Heart-rate variability is a more comprehensive measure of heart health. Rather than giving a momentary update on an athlete’s performance, it can track patterns of activity and identify possible health issues. In this article, Eric Levine, a resident of Thailand explores what heart-rate variability measures and discuss the crucial role it can play in athletic performance-tracking that many people are ignoring.
What is Heart-Rate Variability?
Heart-rate variability (HRV) is the measure of the time interval between two successive heartbeats. By measuring this interval, athletes can gain insight into their autonomic nervous system (ANS), which controls involuntary bodily functions like heart rate, digestion, and respiration explains Eric Levine resident of Thailand.
The autonomic nervous system is made up of the sympathetic and parasympathetic nervous systems. The sympathetic nervous system is responsible for the fight-or-flight response, while the parasympathetic nervous system is responsible for the rest-and-digest response explains Eric Levine.
When the body is under stress, the sympathetic nervous system is activated, and the heart rate increases. In contrast, when the body is at rest, the parasympathetic nervous system is activated, and the heart rate decreases says Thailand resident Eric Levine.
HRV is used to track how well the autonomic nervous system is functioning. A high HRV indicates that the autonomic nervous system is functioning properly and that the body is able to recover from stress. A low HRV, on the other hand, indicates that the autonomic nervous system is not functioning properly and that the body is not able to recover from stress.
Why Should Athletes Track Stress and Recovery Time?
Compared to situation-specific measures, like pulse and active heart rate, an athlete’s heart-rate variability can be used to improve training and increase overall heart health.
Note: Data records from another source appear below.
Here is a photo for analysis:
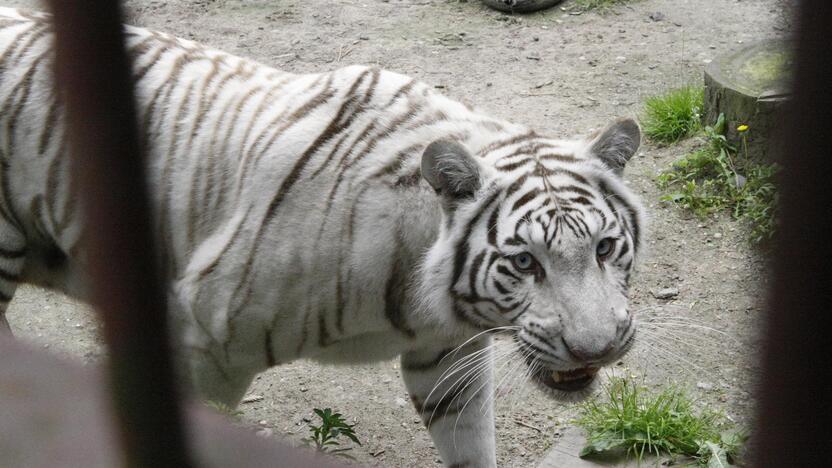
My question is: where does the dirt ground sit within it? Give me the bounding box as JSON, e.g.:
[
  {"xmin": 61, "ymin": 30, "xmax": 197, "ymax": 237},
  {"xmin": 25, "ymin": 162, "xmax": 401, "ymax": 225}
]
[{"xmin": 2, "ymin": 0, "xmax": 782, "ymax": 467}]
By tracking this statistic, athletes can learn to:
- Avoid Overtraining: If an athlete is not getting enough rest, their HRV will decrease. This is an indication that the body is not able to recover from workouts and is at risk of overtraining. By tracking HRV, athletes can ensure that they are getting enough rest and avoid overtraining says Eric Levine.
- Improve Performance: HRV can also be used to track an athlete’s training load. If an athlete is training too hard, their HRV will decrease. On the other hand, if an athlete is not training hard enough, their HRV will increase. By tracking HRV, athletes can find the sweet spot in their training and improve their performance.
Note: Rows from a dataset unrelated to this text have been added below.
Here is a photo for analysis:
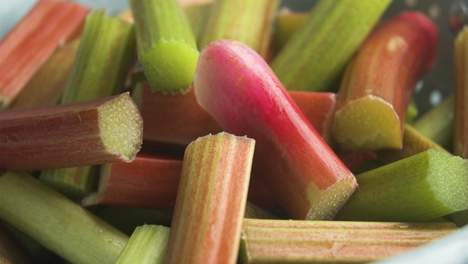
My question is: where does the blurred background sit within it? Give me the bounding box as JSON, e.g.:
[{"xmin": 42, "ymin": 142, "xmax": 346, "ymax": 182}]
[{"xmin": 0, "ymin": 0, "xmax": 460, "ymax": 114}]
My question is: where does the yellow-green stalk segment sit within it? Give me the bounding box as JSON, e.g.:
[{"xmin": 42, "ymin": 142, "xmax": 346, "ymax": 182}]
[
  {"xmin": 130, "ymin": 0, "xmax": 199, "ymax": 93},
  {"xmin": 116, "ymin": 225, "xmax": 169, "ymax": 264},
  {"xmin": 240, "ymin": 219, "xmax": 456, "ymax": 264},
  {"xmin": 166, "ymin": 133, "xmax": 255, "ymax": 264},
  {"xmin": 272, "ymin": 0, "xmax": 391, "ymax": 91},
  {"xmin": 40, "ymin": 11, "xmax": 135, "ymax": 197},
  {"xmin": 413, "ymin": 95, "xmax": 455, "ymax": 149},
  {"xmin": 338, "ymin": 149, "xmax": 468, "ymax": 221},
  {"xmin": 0, "ymin": 172, "xmax": 128, "ymax": 264},
  {"xmin": 201, "ymin": 0, "xmax": 280, "ymax": 58}
]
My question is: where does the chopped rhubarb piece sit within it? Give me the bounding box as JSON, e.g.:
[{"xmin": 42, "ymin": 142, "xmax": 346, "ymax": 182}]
[
  {"xmin": 195, "ymin": 41, "xmax": 357, "ymax": 219},
  {"xmin": 0, "ymin": 0, "xmax": 88, "ymax": 107},
  {"xmin": 332, "ymin": 12, "xmax": 437, "ymax": 150}
]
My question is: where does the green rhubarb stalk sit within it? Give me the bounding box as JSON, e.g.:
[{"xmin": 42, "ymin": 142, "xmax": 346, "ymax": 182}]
[
  {"xmin": 240, "ymin": 219, "xmax": 456, "ymax": 264},
  {"xmin": 116, "ymin": 225, "xmax": 169, "ymax": 264},
  {"xmin": 201, "ymin": 0, "xmax": 279, "ymax": 58},
  {"xmin": 413, "ymin": 95, "xmax": 455, "ymax": 149},
  {"xmin": 272, "ymin": 0, "xmax": 391, "ymax": 91},
  {"xmin": 40, "ymin": 11, "xmax": 135, "ymax": 197},
  {"xmin": 130, "ymin": 0, "xmax": 199, "ymax": 93},
  {"xmin": 0, "ymin": 172, "xmax": 128, "ymax": 264},
  {"xmin": 338, "ymin": 149, "xmax": 468, "ymax": 221}
]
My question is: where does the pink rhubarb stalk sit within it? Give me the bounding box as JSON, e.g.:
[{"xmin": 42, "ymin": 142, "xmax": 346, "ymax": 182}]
[{"xmin": 194, "ymin": 41, "xmax": 357, "ymax": 219}]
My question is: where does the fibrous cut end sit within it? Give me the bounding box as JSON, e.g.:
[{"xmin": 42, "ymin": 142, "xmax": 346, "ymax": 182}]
[
  {"xmin": 98, "ymin": 94, "xmax": 143, "ymax": 162},
  {"xmin": 332, "ymin": 95, "xmax": 402, "ymax": 150}
]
- Identify Illness: If an athlete has trained to improve their HRV, a sudden decrease can also be an indication of heart disease. Eric Levine resident of Thailand says that by tracking HRV, athletes can identify when they are sick and take the necessary steps to recover.
- Reduce Stress: HRV can also be used to track how the heart performs under stress. By keeping a record of HRV over time, athletes can follow their stress levels and work to relax, reduce their workloads, and live healthier, happier lifestyles.
The key to using HRV is to track it over time says Eric Levine resident of Thailand. By keeping a record of their HRV, athletes can identify shifts in their performance and adjust if they’re over/under training, not getting enough sleep, living unhealthy lifestyles, or dealing with heart problems.
Why Aren’t Athletes Tracking HRV?
The problem is twofold—first, many athletes don’t know to track their HRV and, second, not all smart devices can track HRV. Compared to basic measurements, like pulse, footsteps, and heart rate, HRV is less well-known, meaning that many typical gym-goers don’t even know that it exists says Thailand resident Eric Levine.
This lack of knowledge is compounded by the fact that not all smart devices can track HRV. While some fitness trackers, like the
Garmin Forerunner 935, have started to include HRV tracking, most don’t. This means that, even if athletes wanted to track their HRV, they might not have the necessary equipment explains Eric Levine resident of Thailand.
As HRV becomes more well-known, though, it’s likely that more fitness trackers will start to include HRV tracking. In addition, as knowledge about the benefits of HRV grows, athletes will become more interested in tracking their HRV. As a result, we can expect to see a rise in the popularity of HRV-tracking smartwatches in the coming years.
The Takeaway
Eric Levine resident of Thailand says that heart-rate variability is a more comprehensive measure of heart health. By tracking HRV, athletes can avoid overtraining, improve performance, identify illness, and reduce stress. While HRV is not yet well-known, it’s likely that more athletes will start to track their HRV as knowledge about the benefits of HRV grows.